Isinbayeva, who accumulates world records at the same rate as former men's champion Sergei Bubka, defied difficult, windy conditions to come back from the brink of defeat and win with 4.91 metres, surpassing her own mark by one centimetre.
Former gymnast Feofanova, the world champion, was second with 4.75 and Anna Rogowska of Poland took the bronze with 4.70.
It was Isinbayeva's seventh world record this year yet the 22-year-old had been close to breaking down moments earlier.
Her dramatic victory came from an inspired gamble.
In the bronze position and one jump away from elimination after failing at 4.70 and 4.75, and with Feofanova and Rogowska ahead of her, Isinbayeva put up the bar to 4.80.
Close to tears as she faced defeat, she managed to compose herself and clear majestically, earning one of the biggest roars of the night from a sell-out Olympic stadium.
Her confidence and smile back, she then emphasised her domination by clearing 4.85 before sailing over the record height.
"After those two misses I felt so unhappy, I was so dissatisfied with myself.
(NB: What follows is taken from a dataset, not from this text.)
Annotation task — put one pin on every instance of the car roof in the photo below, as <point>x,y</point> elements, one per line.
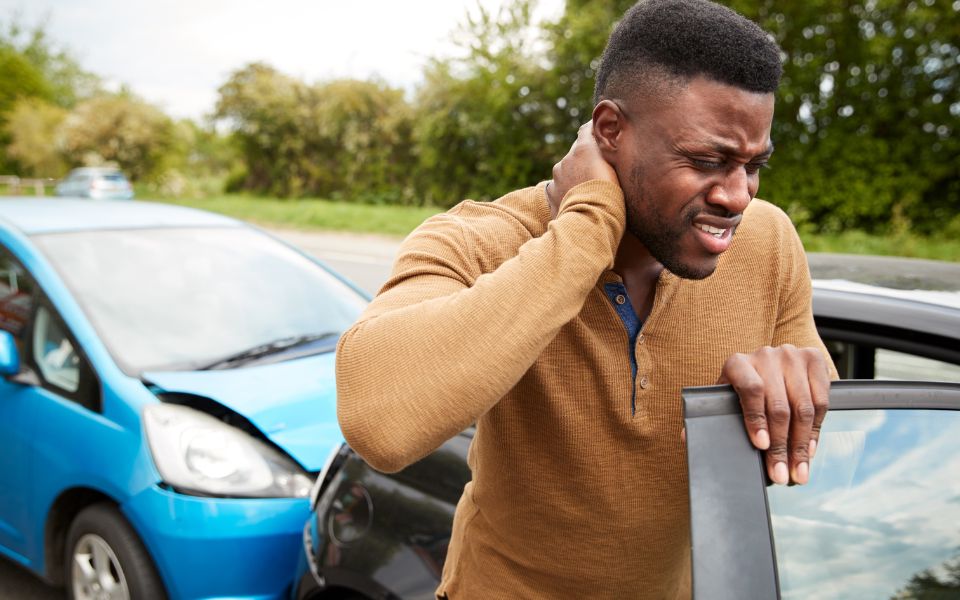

I don't want to boast but I'm not used to bronzes and I'm not used to losing," a bubbly Isinbayeva told a news conference. "It's all or nothing with me.
"It was one of those key moments in life -- I was just thinking of how much I had done to get to Athens. I told myself: 'You are the favourite.'"
Her performance -- the first athletics world record in Athens -- so impressed Feofanova that the pair, who have publicly admitted that they are not close, exchanged friendly words and smiles at the end. The event always looked like a two-horse race, the Russian pair having exchanged the world record almost month-by-month over the past two-and-a-half years.
They share nothing else in common.
Isinbayeva is dark-haired, tanned, wears make-up and plays to the crowd. Feofanova is red-haired, freckled, frowning and as pale as a ghost. They live in different cities, with Isinbayeva describing theirs as a "hi and goodbye" relationship.
They both came in at 4.40 and cleared without scares up to 4.65, Feofanova looking the more tense while Isinbayeva, soaring over each time, won over the crowd with blown kisses.
But Isinbayeva then inexplicably lost her rhythm with her failures at 4.70 and 4.75.
Distraught, she sat down and covered her head with a towel for almost 10 minutes.
"After clearing 4.80, the world record was no problem," she said. "I already knew by then that I was the champion, that gave me strength, it made me bolder."
There had been tears in the qualifiers as well, when 2000 Olympic champion Stacy Dragila failed to reach the final. The American blamed new shoes for her inept performance.